Back in NE, the father JM was trying to get his daughter back.  When he attempted to get law enforcement involved, an office (with alleged ties to the families trying to take S) told him he'd be arrested for abandonment.  JM sent friends in an attempt to retrieve his daughter and they were rebuffed at the door.

So the Hodgins became S's foster parents.  Again this is where things get a tad grey in regards to what happened.  JM's mother was approved as a placement option and this was overlooked.  Over the course of several years, the Hodgins would fight JM and even TN CPS itself in an effort to adopt S.
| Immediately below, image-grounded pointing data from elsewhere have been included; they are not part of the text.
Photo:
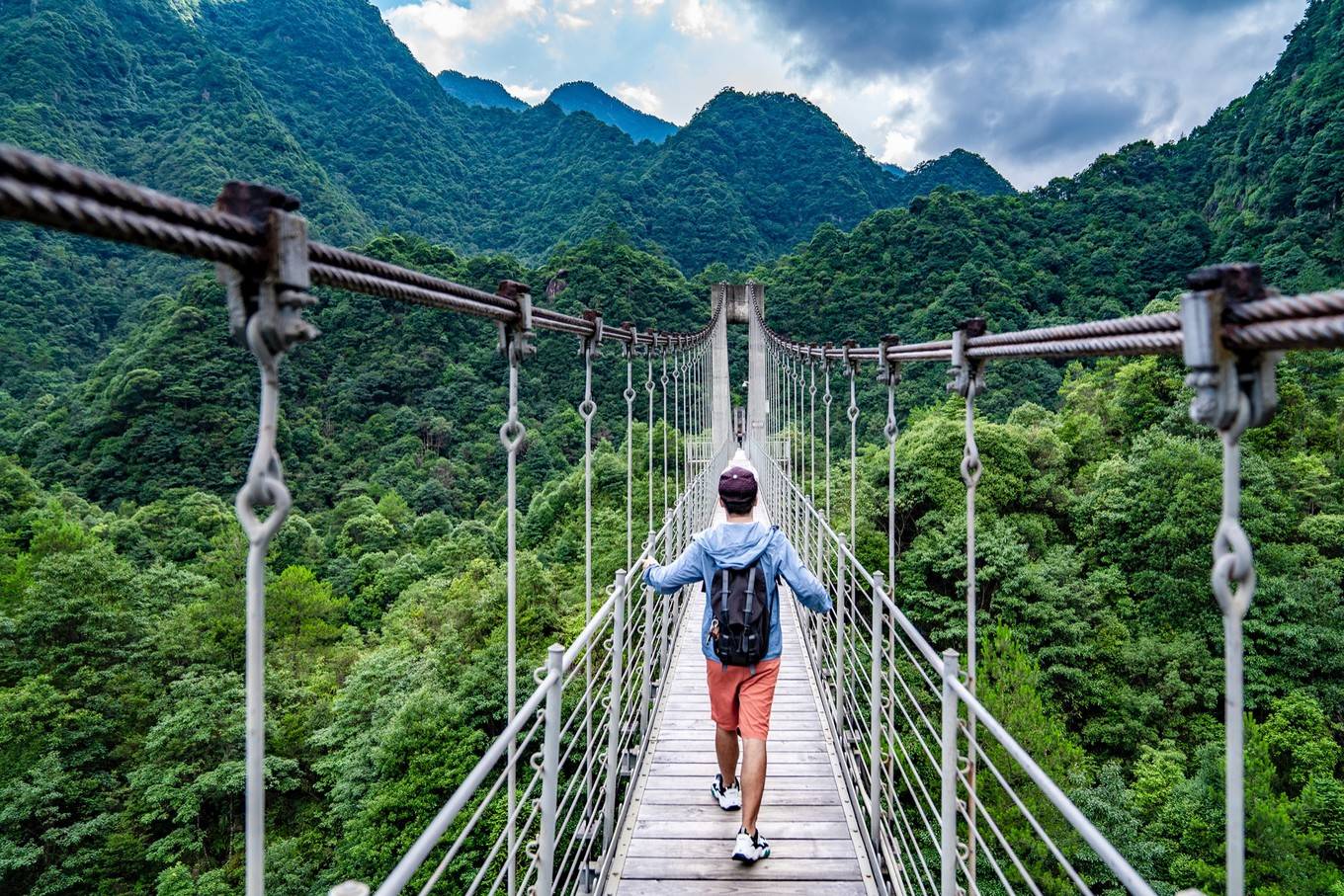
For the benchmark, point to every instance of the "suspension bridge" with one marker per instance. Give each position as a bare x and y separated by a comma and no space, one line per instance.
882,753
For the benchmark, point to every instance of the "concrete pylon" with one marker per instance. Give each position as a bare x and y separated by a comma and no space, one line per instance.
758,399
720,385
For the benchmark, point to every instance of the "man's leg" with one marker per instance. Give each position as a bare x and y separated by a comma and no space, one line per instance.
726,747
753,779
757,694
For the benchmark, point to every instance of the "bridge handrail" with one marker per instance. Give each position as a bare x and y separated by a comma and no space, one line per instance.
828,549
41,190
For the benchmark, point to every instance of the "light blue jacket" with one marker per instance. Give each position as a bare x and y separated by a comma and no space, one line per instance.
731,545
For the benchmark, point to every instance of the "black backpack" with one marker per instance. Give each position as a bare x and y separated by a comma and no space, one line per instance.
741,622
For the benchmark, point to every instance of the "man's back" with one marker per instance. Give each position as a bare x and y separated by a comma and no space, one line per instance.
735,545
741,694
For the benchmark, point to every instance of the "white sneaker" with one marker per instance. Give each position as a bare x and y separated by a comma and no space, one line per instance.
750,848
728,798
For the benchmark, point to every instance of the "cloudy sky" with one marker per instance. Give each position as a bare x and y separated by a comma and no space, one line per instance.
1037,86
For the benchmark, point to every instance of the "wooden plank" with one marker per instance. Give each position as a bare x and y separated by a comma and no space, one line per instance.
709,769
727,828
817,795
770,813
678,841
772,868
714,850
745,887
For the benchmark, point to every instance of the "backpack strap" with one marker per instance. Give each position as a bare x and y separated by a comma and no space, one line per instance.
746,611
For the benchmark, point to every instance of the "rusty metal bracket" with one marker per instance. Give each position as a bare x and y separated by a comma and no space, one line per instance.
888,370
967,375
1219,375
266,303
516,339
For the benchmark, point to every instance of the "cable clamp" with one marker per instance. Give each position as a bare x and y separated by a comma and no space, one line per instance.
1219,375
966,375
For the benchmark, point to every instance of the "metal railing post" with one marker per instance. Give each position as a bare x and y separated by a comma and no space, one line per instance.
876,717
948,850
613,713
549,772
265,314
1234,391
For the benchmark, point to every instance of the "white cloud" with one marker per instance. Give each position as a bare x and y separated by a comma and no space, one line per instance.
1038,97
571,22
527,93
440,33
640,97
899,149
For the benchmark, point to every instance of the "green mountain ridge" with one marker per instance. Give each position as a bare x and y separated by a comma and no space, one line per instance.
477,92
320,98
130,419
582,96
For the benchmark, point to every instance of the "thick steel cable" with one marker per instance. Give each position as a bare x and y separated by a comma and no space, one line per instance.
588,407
44,191
630,455
33,170
648,388
970,470
90,217
511,437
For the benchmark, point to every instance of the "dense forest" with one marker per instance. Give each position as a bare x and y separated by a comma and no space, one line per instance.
126,421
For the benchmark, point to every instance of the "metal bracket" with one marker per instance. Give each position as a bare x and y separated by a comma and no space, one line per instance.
888,370
516,337
631,348
589,346
851,365
967,376
266,305
1218,375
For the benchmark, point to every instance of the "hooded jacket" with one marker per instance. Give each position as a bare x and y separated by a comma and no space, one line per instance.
732,545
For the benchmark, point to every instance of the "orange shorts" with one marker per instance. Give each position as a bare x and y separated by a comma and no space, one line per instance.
739,700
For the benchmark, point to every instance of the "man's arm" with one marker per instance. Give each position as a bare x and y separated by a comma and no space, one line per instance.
803,585
684,570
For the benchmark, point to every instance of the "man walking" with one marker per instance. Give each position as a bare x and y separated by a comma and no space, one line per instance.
739,563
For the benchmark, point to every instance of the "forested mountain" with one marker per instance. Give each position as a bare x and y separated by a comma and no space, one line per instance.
477,92
321,100
126,425
582,96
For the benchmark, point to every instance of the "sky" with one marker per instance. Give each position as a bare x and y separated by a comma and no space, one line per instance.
1039,88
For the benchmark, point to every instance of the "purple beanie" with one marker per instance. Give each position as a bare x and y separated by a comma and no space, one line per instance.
736,485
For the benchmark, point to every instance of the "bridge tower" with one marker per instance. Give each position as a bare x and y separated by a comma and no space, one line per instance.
738,298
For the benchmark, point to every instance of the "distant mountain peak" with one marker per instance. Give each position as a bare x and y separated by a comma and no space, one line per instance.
478,92
585,96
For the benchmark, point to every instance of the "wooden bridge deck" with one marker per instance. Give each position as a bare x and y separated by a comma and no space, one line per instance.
678,841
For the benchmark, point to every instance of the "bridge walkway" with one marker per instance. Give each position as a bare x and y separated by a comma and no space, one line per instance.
678,841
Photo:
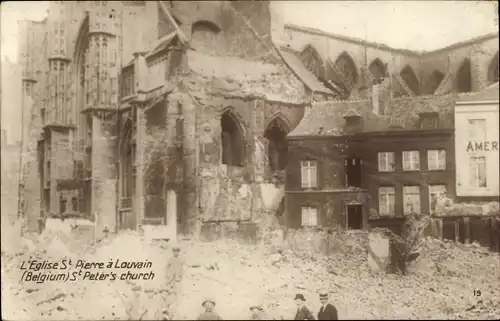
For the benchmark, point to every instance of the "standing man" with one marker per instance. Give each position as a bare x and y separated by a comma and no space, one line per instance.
209,313
174,267
303,312
328,310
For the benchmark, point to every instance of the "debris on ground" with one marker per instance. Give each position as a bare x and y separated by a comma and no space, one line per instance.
448,280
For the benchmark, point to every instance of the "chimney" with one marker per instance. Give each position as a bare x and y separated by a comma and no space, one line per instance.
376,99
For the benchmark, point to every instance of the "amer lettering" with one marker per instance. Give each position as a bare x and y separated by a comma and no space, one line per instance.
482,146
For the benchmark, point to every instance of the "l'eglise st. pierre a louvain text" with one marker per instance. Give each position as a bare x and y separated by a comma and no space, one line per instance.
67,270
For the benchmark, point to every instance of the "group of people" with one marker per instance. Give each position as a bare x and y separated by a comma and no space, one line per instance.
327,311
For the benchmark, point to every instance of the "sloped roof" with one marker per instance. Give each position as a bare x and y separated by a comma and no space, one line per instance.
310,80
327,118
162,43
488,94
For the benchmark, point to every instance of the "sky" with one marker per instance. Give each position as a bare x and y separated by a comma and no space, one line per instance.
415,25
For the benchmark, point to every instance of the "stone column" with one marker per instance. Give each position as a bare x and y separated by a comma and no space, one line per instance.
259,147
140,199
172,214
104,172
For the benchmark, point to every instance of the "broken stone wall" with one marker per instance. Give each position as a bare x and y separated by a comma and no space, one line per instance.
104,176
234,37
480,53
231,192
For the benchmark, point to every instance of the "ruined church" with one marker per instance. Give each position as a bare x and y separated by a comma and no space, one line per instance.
177,112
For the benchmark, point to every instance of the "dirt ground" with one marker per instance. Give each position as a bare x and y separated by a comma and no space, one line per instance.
443,283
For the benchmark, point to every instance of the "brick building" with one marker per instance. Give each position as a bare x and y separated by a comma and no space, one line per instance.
163,112
352,167
476,141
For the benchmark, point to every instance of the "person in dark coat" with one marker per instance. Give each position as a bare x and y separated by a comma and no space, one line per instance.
257,312
209,313
328,311
303,312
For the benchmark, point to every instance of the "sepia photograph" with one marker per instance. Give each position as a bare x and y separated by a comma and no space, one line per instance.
250,160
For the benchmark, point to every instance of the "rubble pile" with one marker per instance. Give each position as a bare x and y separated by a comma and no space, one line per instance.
446,207
444,282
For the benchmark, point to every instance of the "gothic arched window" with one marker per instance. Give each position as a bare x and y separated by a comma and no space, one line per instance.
464,81
233,144
205,35
433,82
127,156
348,68
276,133
377,69
312,61
493,69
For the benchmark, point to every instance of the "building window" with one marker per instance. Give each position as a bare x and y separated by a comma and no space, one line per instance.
386,200
62,205
386,162
309,174
477,168
411,160
436,159
232,140
353,172
309,216
411,199
74,204
477,130
435,192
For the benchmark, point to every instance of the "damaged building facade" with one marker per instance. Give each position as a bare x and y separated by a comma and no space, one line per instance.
179,113
162,112
396,145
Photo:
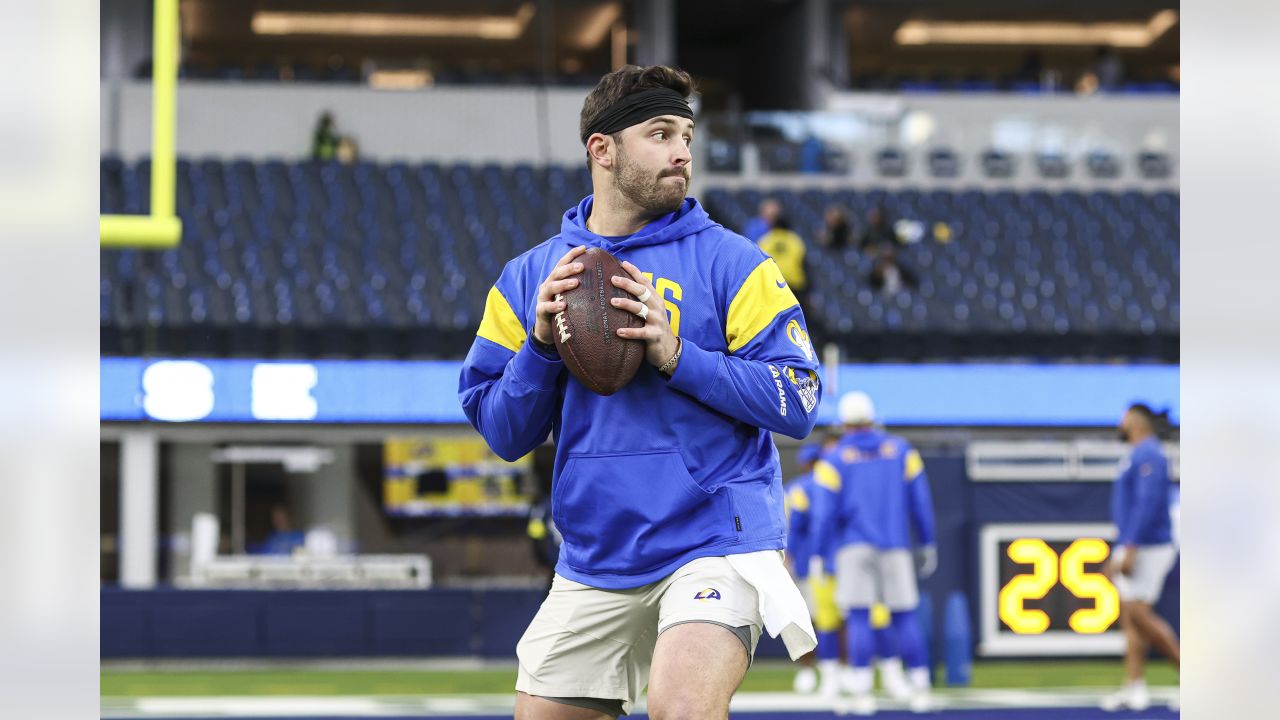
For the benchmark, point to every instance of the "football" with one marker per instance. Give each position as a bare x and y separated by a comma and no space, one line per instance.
586,329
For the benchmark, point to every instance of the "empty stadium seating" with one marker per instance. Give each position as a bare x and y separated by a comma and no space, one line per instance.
323,259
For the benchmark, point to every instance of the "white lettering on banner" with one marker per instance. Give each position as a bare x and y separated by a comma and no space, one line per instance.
177,391
282,391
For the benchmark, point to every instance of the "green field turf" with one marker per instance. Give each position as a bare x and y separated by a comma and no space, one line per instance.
766,677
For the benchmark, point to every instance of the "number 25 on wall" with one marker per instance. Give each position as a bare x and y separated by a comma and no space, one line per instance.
1045,574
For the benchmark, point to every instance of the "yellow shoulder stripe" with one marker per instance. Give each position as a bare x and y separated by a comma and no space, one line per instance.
799,500
499,323
758,301
913,466
827,475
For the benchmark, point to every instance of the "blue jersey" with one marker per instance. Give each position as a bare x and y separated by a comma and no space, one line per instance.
663,470
800,523
869,487
1139,499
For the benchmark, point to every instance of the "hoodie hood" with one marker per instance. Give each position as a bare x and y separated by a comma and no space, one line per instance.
688,219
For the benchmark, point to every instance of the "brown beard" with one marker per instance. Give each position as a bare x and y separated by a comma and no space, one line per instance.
647,191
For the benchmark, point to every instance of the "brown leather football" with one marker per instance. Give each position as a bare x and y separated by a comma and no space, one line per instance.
586,329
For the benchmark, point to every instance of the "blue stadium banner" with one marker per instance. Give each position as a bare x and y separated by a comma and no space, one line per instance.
391,391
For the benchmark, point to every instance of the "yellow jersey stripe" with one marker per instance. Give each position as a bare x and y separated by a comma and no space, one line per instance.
799,500
760,299
499,323
827,475
914,465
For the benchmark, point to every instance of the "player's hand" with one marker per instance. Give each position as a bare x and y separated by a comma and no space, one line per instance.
928,561
659,341
556,283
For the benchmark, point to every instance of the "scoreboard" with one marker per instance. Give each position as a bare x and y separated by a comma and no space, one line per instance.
1043,589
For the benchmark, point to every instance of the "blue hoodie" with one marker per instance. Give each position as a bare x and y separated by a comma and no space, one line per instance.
1139,499
664,470
868,487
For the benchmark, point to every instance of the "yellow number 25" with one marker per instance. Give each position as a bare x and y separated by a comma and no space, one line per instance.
1045,574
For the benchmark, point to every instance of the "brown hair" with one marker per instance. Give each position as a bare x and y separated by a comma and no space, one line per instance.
627,80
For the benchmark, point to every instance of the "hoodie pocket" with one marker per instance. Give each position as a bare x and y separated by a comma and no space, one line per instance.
635,511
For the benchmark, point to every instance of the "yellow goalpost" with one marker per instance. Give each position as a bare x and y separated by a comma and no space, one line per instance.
161,228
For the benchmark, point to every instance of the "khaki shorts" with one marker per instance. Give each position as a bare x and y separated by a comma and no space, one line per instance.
1150,569
598,643
865,577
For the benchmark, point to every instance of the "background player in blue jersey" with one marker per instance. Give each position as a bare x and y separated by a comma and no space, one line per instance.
667,493
1143,554
819,588
871,486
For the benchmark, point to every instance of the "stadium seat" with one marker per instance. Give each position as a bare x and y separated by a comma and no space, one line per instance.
318,259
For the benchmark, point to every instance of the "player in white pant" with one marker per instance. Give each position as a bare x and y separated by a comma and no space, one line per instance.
1143,556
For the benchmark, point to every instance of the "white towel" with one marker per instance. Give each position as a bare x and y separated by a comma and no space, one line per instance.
781,604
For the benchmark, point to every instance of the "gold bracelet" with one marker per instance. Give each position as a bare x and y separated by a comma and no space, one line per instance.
680,346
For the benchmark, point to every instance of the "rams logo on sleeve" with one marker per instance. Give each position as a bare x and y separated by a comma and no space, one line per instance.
800,338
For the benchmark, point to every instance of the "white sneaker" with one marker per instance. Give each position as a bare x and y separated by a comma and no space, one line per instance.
863,705
830,683
894,679
922,701
805,682
1129,697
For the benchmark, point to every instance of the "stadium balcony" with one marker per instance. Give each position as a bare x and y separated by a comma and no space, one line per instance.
394,260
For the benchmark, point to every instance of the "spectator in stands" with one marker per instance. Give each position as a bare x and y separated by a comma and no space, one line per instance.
890,277
787,250
1109,69
836,229
769,212
347,150
324,141
283,540
1106,74
812,153
878,235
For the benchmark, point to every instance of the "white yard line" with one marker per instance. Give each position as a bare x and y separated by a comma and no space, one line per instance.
502,705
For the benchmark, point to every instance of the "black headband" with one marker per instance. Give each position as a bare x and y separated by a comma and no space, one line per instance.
638,108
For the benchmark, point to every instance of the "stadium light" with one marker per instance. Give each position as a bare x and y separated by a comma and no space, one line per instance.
1116,35
394,24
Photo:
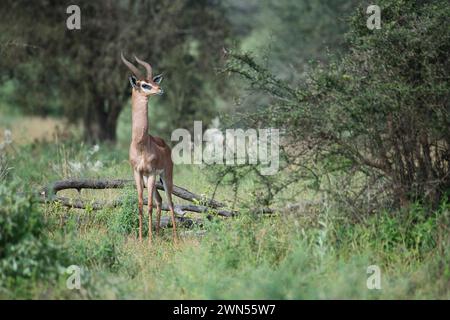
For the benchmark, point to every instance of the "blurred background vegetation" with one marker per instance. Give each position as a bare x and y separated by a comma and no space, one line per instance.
365,150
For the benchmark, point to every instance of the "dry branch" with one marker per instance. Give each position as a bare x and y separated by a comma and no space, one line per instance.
182,193
209,206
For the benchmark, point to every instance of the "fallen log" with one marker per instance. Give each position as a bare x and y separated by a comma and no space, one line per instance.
179,209
208,206
79,184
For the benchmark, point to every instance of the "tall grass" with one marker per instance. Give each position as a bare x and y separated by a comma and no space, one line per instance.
312,253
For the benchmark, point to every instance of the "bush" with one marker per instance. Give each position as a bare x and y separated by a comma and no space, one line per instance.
126,220
26,252
377,119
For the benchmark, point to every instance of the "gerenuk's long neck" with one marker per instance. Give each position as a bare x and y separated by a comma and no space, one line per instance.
139,114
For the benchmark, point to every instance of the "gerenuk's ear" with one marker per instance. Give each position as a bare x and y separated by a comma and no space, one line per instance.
157,79
133,81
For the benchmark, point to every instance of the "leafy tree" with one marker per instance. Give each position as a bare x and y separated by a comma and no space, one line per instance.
376,121
78,73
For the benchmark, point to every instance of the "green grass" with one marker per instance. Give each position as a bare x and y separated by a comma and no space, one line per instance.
313,252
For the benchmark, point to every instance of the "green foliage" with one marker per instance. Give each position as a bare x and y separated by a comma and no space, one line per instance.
377,118
126,220
79,73
26,251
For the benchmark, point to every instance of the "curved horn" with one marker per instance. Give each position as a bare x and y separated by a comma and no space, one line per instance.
147,66
131,66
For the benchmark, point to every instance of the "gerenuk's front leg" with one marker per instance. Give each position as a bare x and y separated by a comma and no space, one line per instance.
140,189
150,188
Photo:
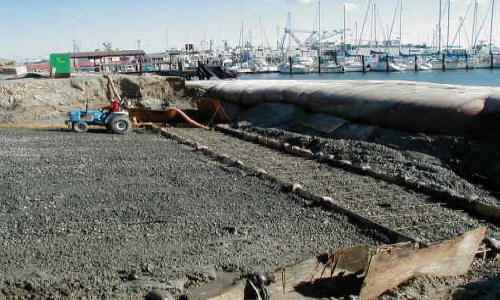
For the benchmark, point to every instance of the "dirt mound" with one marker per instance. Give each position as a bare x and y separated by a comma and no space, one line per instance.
44,99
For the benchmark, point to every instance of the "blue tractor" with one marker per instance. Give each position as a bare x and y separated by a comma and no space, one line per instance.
117,122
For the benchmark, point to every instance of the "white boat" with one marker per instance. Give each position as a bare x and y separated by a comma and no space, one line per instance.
381,66
425,66
296,69
331,67
450,64
353,67
300,65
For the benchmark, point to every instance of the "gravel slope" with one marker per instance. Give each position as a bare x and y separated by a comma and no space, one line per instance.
100,215
417,215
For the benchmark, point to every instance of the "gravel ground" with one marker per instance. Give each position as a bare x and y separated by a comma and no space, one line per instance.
469,167
393,206
98,215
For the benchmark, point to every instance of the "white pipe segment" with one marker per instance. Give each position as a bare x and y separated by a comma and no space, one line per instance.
414,106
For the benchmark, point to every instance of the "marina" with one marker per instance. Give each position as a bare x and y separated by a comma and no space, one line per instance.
250,150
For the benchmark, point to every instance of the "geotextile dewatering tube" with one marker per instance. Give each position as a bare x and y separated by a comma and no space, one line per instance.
413,106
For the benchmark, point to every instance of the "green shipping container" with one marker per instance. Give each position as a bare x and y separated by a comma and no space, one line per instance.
62,64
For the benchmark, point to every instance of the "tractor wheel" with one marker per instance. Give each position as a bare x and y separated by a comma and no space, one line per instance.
80,127
120,124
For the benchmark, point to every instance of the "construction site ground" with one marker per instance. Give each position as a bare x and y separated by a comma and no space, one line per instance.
106,216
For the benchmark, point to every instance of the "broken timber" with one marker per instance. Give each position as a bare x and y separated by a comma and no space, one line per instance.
357,270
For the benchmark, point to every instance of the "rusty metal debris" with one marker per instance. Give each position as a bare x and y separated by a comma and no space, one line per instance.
369,274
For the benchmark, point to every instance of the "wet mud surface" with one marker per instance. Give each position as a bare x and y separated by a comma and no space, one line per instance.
467,167
417,215
103,216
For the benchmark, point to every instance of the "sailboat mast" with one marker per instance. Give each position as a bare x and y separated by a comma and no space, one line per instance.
343,35
375,22
319,37
491,25
400,25
440,14
474,22
448,27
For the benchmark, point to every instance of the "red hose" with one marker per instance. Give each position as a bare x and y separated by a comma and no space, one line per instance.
186,118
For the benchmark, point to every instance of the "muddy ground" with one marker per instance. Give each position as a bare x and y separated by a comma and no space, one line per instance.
463,166
98,215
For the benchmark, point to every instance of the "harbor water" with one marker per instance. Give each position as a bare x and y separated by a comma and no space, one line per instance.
479,77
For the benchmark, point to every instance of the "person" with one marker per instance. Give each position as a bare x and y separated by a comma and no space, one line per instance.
111,108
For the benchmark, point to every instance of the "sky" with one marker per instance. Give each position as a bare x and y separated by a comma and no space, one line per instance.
32,29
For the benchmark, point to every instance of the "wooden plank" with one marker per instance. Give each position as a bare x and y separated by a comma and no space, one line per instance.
392,265
318,277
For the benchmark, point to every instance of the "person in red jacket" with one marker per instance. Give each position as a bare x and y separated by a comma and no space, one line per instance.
113,107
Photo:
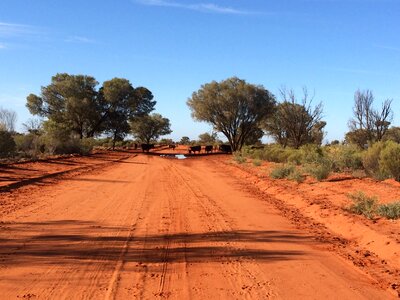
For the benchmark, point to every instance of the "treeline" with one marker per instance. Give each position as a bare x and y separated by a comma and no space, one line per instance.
74,115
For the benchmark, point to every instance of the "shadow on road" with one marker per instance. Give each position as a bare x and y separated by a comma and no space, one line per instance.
76,242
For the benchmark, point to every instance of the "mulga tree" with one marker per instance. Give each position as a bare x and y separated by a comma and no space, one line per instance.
233,107
368,124
296,122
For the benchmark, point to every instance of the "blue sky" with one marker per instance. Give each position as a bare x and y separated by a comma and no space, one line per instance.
333,47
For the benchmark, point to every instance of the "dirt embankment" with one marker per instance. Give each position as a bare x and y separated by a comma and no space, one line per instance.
320,207
145,227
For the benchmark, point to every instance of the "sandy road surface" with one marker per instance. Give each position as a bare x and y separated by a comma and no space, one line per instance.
151,227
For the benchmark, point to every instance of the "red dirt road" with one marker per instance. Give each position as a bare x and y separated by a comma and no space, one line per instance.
148,227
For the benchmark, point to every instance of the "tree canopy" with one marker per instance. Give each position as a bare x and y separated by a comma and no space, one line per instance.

JM is not a saint.  He is a hard working man who made some mistakes in his youth.  Around the time the fight truly started, something happened and JM ended up in prison to serve a 15 yr sentence.  My understanding is this was based off the 3 strikes laws.  The crime did not really warrant the hefty sentence, but because he had two strikes against him as a young man, that was all that was needed.  So because of this sentence, the Hodgins used this as their "abandonment" claim and managed to have JM and the child's mother TPR'd and adopted S.  This was not a CPS approved adoption.  The Hodgins worked this at the private adoption angle.  

JM's sentence was reduced and he successfully had the adoption overturned.  At this point, S should have been returned to NE into the care of JM or his mother, but the Hodgins held on.  It would be another 4 or 5 yrs before the Hodgins were ordered to return S to JM's care.  TN CPS set up transition plans, which were ignored by the Hodgins.  They figured the longer they balked at returning S, the better their chances were some court would relent and allow them to keep her.  The same formula we see with numerous other adoption cases of adopters vs fathers.  "We're the only family she knows" has become their mantra.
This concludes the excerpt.